So here's another chapter! Sorry that all of my chapters right now are fillers, but I think that Rose needed to set some things straight :P

Also, to answer RockyMtnMAG's question…I never really thought about how she got the knife, I saw something similar on a Law and Order episode and had a "hmmm…what if?" moment, :D . Thank you for all of the reviews, I am being completely honest when I say that they make my whole day!

xoxo

-Lydia

Adrian looked at me like he could not believe what I had just said had actually come out of my mouth. I don't know why it surprised him so much; he had to have seen this coming.

"What?" he choked out finally, not able to find his voice.

"Look, I'm sorry Adrian. Really I am. But it isn't fair to anyone if we keep doing this."

"You mean it isn't fair to him!" He had gotten his voice back, and boy did I wish it had taken a little longer. He was shouting now, but that made it easier, in a way. If he was going to act like a jerk then so could I.

"No, I mean that this is better for everyone. I don't want to break up with you, I meant every word I ever said to you, but would you really want to go out with me if you knew I still had feelings for Dimitri? Would you really be able to kiss me knowing that the whole time I could be thinking of someone else?"

"That's crap Rose and you know it! You may not be completely selfish, but I don't believe that you would do something like this for anyone other then yourself. You just want an easy way out so you can move in on some guy who doesn't even give a damn about you anymore!"

Now I was angry.

How could he even think that? For the past year now, everything I had done was to please someone else. The only thing I had done for myself was letting myself have a relationship with Dimitri, not that I could have stopped that even if I wanted to, but still! And after all we had been through together I thought that Adrian would understand. Or at least want me to be happy.

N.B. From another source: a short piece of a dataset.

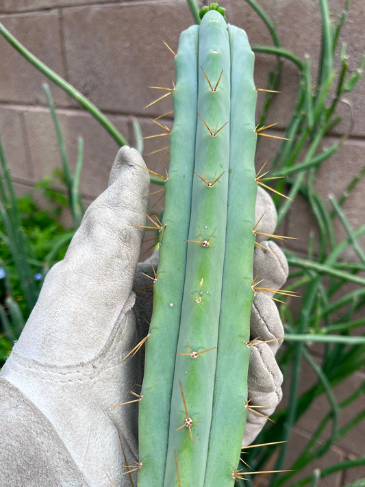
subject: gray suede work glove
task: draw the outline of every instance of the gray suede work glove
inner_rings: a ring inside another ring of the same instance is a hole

"That is so not true! And I'm not even with Dimitri, right now things are complicated. I'm a fugitive for craps sake! I don't exactly have time to snuggle up to you when ever you are in the mood to have a girlfriend. Which, lets face it, isn't very often. You don't even need me anyway! It looked like you had forgotten me completely when those showgirls walked by us in Vegas!" Okay, so that was low. But it was true; Adrian was famous for being a womanizer of sorts. I hated hurting him, but what was I supposed to do?

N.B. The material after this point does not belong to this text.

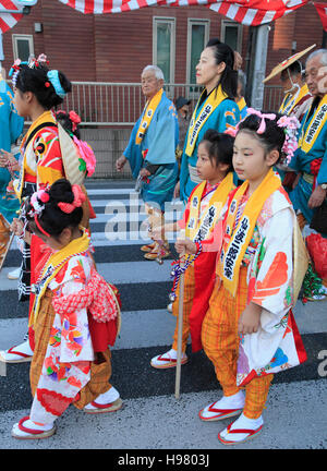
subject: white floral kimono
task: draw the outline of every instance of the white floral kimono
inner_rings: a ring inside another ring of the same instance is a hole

Adrian looked ready to punch something. "I am sorry Adrian; I just can't be so torn anymore. One minute I feel like I don't need Dimitri anymore because I have this great and sweet boyfriend who would do anything for me. And then I see him and I wish that I had never agreed to give you a shot because then things would be so much less complicated." I had started out yelling, but as I confessed more my voice had grown softer and more apologetic.

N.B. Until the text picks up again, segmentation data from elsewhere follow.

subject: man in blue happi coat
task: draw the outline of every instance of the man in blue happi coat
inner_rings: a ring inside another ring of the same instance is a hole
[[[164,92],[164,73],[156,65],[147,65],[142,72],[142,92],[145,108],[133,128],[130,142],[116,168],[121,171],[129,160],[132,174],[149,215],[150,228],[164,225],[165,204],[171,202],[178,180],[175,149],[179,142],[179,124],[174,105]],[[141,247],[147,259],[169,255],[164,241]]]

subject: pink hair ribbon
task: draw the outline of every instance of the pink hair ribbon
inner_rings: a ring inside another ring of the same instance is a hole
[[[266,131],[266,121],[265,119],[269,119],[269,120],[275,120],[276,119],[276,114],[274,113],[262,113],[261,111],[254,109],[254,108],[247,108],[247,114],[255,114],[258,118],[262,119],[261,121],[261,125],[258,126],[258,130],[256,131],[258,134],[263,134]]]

"Whatever, Rose." He said before walking away, heading down the hill to where the town was. I took a shaky breath trying to hold back much unneeded tears. I was so broken anymore, I wish I could be the happy, spunky Rose that I was before but I had matured too much for that. The world didn't seem like one big party anymore; a party that you could get drunk at so everything around you would look good. It was a messed up scary place and I had almost taken the easy way out by taking my own life. And I realized now how stupid that was, because I didn't want to die. I wasn't ready yet. I had a best friend who I couldn't imagine living without, I had a badass mother and a dad with awesome hair and I had two great guys—wait, make that one. I was pretty sure the only thing Adrian would do for me right now was tell me to go to hell, but he was still a really great guy.

I didn't want to die; but if I was being honest with myself, I would admit that most things happen whether you want them to or not.